I used to say that I would NEVER be one of those women who was ashamed of her age.  I'm still not, but I'm starting to see why some women are. 

I have always had a fairly healthy body image.  Granted, I have had those feelings time to time when I've been unhappy with a particular body part. When I was in high school, it was my nose.  In college, it was my upper arms.  When I was pregnant, it was my ankles (or rather, LACK of ankles).  After I had my kids, it was my tummy and my chest (but that's a small price to pay).  Overall, nothing terrible.  I either work to correct the problem, or just live with it and understand that it's just a part of who I am.

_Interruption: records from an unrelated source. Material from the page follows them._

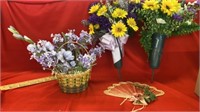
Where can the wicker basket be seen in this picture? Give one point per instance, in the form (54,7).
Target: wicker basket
(73,83)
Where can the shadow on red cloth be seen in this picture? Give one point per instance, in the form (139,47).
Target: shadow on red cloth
(176,76)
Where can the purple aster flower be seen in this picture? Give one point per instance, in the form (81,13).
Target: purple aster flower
(85,60)
(85,37)
(94,3)
(192,10)
(198,2)
(31,48)
(97,51)
(73,63)
(177,17)
(132,10)
(57,38)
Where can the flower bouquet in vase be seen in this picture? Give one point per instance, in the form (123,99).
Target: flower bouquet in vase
(68,57)
(163,19)
(112,24)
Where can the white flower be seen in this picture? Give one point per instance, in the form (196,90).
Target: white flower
(31,48)
(188,22)
(49,46)
(160,21)
(13,30)
(17,36)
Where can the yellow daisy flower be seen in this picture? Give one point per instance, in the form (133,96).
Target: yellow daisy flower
(91,29)
(170,6)
(131,22)
(119,13)
(134,1)
(151,4)
(102,11)
(118,29)
(96,26)
(94,8)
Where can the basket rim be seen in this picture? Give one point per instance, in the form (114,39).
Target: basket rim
(72,75)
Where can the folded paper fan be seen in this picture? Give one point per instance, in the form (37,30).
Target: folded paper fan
(137,93)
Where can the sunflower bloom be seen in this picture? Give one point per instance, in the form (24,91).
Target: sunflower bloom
(170,6)
(119,13)
(118,29)
(91,29)
(151,4)
(134,1)
(94,8)
(102,11)
(131,22)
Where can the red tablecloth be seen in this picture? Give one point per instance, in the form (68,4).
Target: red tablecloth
(38,19)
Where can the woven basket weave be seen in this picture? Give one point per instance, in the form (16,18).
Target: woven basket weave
(73,83)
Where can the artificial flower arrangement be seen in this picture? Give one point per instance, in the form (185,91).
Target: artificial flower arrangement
(112,23)
(162,19)
(67,56)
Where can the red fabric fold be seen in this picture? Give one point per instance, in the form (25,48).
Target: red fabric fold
(38,19)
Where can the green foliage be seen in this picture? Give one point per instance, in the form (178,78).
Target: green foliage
(168,25)
(186,29)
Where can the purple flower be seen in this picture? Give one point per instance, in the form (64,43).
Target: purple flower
(97,51)
(177,17)
(85,37)
(192,10)
(72,36)
(57,38)
(46,59)
(132,10)
(85,60)
(94,3)
(198,2)
(31,48)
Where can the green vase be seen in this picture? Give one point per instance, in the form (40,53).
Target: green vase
(158,41)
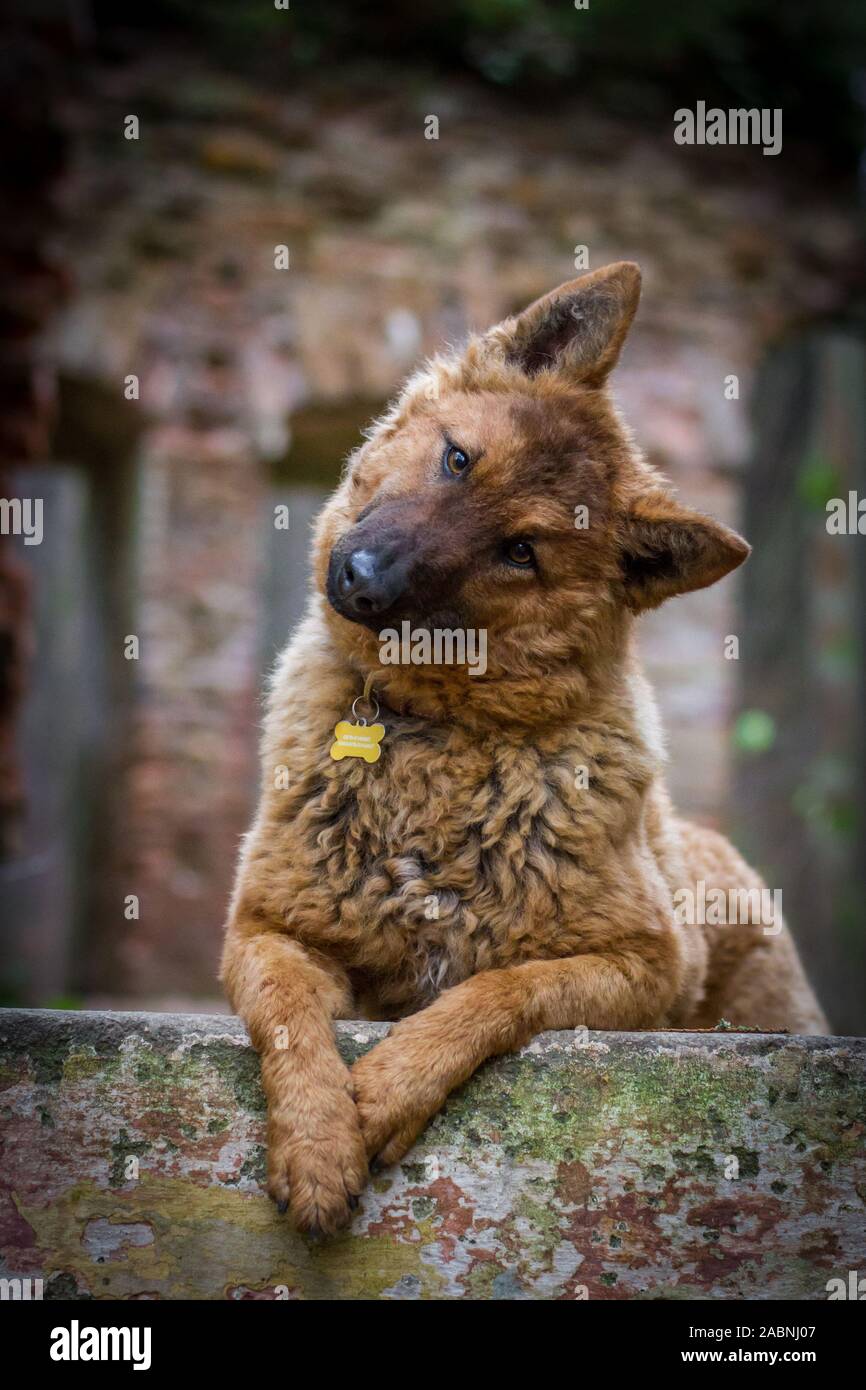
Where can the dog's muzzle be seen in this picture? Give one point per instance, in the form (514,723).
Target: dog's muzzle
(366,583)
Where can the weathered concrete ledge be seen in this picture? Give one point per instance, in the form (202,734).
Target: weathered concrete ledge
(665,1165)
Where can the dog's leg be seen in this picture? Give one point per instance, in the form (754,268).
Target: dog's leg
(288,998)
(402,1082)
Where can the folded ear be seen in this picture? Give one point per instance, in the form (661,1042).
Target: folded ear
(667,549)
(577,328)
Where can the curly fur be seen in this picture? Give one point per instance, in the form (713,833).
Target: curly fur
(469,883)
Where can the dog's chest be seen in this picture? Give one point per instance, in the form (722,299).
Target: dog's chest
(451,856)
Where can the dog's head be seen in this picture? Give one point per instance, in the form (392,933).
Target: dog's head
(503,495)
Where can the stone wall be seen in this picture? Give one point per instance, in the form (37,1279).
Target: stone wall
(396,243)
(655,1165)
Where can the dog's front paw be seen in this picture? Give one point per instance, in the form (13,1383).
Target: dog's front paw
(392,1102)
(317,1172)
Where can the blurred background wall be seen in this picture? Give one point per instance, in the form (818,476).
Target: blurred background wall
(154,259)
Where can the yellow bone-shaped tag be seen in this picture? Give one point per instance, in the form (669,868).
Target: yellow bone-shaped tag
(357,741)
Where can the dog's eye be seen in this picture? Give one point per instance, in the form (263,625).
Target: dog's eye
(453,460)
(519,553)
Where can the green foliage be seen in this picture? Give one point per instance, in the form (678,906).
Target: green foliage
(754,731)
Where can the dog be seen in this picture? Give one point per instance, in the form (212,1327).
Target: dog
(498,855)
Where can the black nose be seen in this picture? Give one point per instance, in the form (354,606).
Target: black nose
(366,583)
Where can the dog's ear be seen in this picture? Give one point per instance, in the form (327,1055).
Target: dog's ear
(578,328)
(667,549)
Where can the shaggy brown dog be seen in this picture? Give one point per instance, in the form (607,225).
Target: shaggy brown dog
(512,862)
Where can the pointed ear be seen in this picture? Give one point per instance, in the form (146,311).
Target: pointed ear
(577,328)
(667,549)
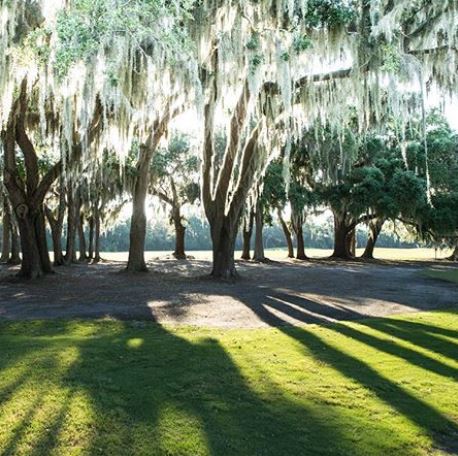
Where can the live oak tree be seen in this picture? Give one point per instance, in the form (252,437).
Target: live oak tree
(175,181)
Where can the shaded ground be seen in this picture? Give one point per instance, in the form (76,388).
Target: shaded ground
(267,294)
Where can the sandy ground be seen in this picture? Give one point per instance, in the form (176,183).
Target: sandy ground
(180,292)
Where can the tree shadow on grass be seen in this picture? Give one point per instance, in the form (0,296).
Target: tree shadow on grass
(441,429)
(151,392)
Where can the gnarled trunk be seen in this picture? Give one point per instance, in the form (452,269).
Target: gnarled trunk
(91,237)
(454,255)
(297,223)
(258,240)
(56,225)
(180,232)
(72,220)
(136,261)
(6,235)
(15,257)
(35,257)
(223,238)
(97,257)
(351,242)
(375,227)
(247,232)
(81,238)
(341,231)
(287,233)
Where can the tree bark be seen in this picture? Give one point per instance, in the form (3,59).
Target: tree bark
(91,237)
(81,237)
(223,239)
(351,242)
(56,224)
(70,251)
(6,235)
(375,227)
(15,257)
(97,257)
(247,232)
(136,261)
(298,222)
(258,239)
(287,233)
(454,255)
(180,231)
(341,232)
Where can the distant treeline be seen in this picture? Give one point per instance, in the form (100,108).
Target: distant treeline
(160,236)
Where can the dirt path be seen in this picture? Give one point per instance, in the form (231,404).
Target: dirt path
(268,294)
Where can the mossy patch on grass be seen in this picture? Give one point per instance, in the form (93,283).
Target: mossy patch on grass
(379,386)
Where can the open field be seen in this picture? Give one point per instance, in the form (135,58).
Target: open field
(276,293)
(376,387)
(414,254)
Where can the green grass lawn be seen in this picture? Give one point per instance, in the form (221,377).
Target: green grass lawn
(449,275)
(381,386)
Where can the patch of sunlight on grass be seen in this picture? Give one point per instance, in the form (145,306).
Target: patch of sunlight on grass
(378,386)
(177,429)
(135,342)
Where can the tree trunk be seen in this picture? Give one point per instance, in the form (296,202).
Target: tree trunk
(136,262)
(297,222)
(97,257)
(15,257)
(35,257)
(6,236)
(247,232)
(91,238)
(287,233)
(56,234)
(223,251)
(70,251)
(351,243)
(375,227)
(40,229)
(258,239)
(300,253)
(180,232)
(81,237)
(341,230)
(454,255)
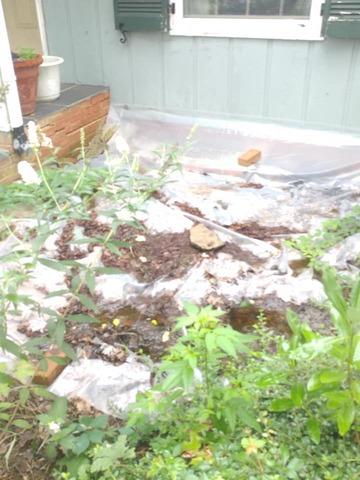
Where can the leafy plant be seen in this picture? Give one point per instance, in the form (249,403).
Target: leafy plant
(333,389)
(26,53)
(195,373)
(314,246)
(58,195)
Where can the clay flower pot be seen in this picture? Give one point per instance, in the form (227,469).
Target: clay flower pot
(27,74)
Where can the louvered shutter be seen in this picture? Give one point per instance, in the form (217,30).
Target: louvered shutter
(141,15)
(342,19)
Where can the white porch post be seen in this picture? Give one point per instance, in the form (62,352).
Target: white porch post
(8,75)
(8,79)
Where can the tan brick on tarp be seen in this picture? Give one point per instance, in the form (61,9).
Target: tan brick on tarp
(63,128)
(249,158)
(47,377)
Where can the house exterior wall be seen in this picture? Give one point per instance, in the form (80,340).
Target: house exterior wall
(4,122)
(310,84)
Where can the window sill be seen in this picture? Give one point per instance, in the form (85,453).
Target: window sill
(180,32)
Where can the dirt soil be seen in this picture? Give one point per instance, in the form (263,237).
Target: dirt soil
(259,232)
(242,318)
(119,330)
(159,256)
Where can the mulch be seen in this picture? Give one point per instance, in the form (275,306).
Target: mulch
(254,230)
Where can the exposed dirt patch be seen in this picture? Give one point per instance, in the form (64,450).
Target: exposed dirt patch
(164,255)
(259,232)
(256,186)
(118,331)
(274,309)
(189,209)
(25,462)
(169,255)
(67,251)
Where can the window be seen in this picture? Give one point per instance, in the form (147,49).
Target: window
(283,19)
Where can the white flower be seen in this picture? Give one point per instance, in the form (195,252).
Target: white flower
(198,375)
(166,336)
(36,137)
(121,144)
(54,427)
(33,134)
(27,173)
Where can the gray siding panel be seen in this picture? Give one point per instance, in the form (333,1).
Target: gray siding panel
(313,84)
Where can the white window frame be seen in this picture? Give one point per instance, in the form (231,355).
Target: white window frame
(284,28)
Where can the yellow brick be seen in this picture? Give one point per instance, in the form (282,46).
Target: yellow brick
(249,158)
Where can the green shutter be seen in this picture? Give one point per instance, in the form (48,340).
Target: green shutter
(342,19)
(141,15)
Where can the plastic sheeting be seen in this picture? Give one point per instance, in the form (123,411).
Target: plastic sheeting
(108,388)
(288,153)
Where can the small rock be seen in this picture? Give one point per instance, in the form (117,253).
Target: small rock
(205,239)
(48,376)
(249,158)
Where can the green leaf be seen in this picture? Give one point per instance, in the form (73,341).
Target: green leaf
(95,422)
(332,376)
(108,271)
(356,356)
(57,293)
(96,436)
(81,444)
(23,424)
(297,394)
(345,417)
(60,267)
(313,427)
(226,345)
(81,318)
(87,302)
(210,342)
(281,405)
(58,409)
(90,281)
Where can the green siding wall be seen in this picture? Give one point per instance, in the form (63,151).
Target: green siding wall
(312,84)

Last week, however, someone guessed my age.  He wasn't off by much.  He guessed I was 34, and I'm actually 32.  I wasn't offended by that comment at all.  I was taken aback when he decided to explain WHY he thought I was in my mid thirties.  He said my forearms gave me away.  My FOREARMS?  He said my skin didn't sag like if I was in my 40s, but it's just... there.  WHAT?!  At first I was just a little offended that he would even suggest such a thing about my body.  But there's this little part in my brain that made me feel self-conscious about it.  Here I was going around day by day and not even realizing that I have OLD FOREARMS.  Yikes!

Well, I do know that this guy may be a little crazy, because I think my forearms are just fine, but that comment will be filed away in my brain next to the comment from a lady at Kay's Jewelry over 15 years ago who shouted at me "Wow! Your ears are TINY!"

By the way, I think my ears are FABULOUS!

1 comment:

  1. What the...???!? Who says that? (Even if you're thinking something like that, you don't actually SAY it.)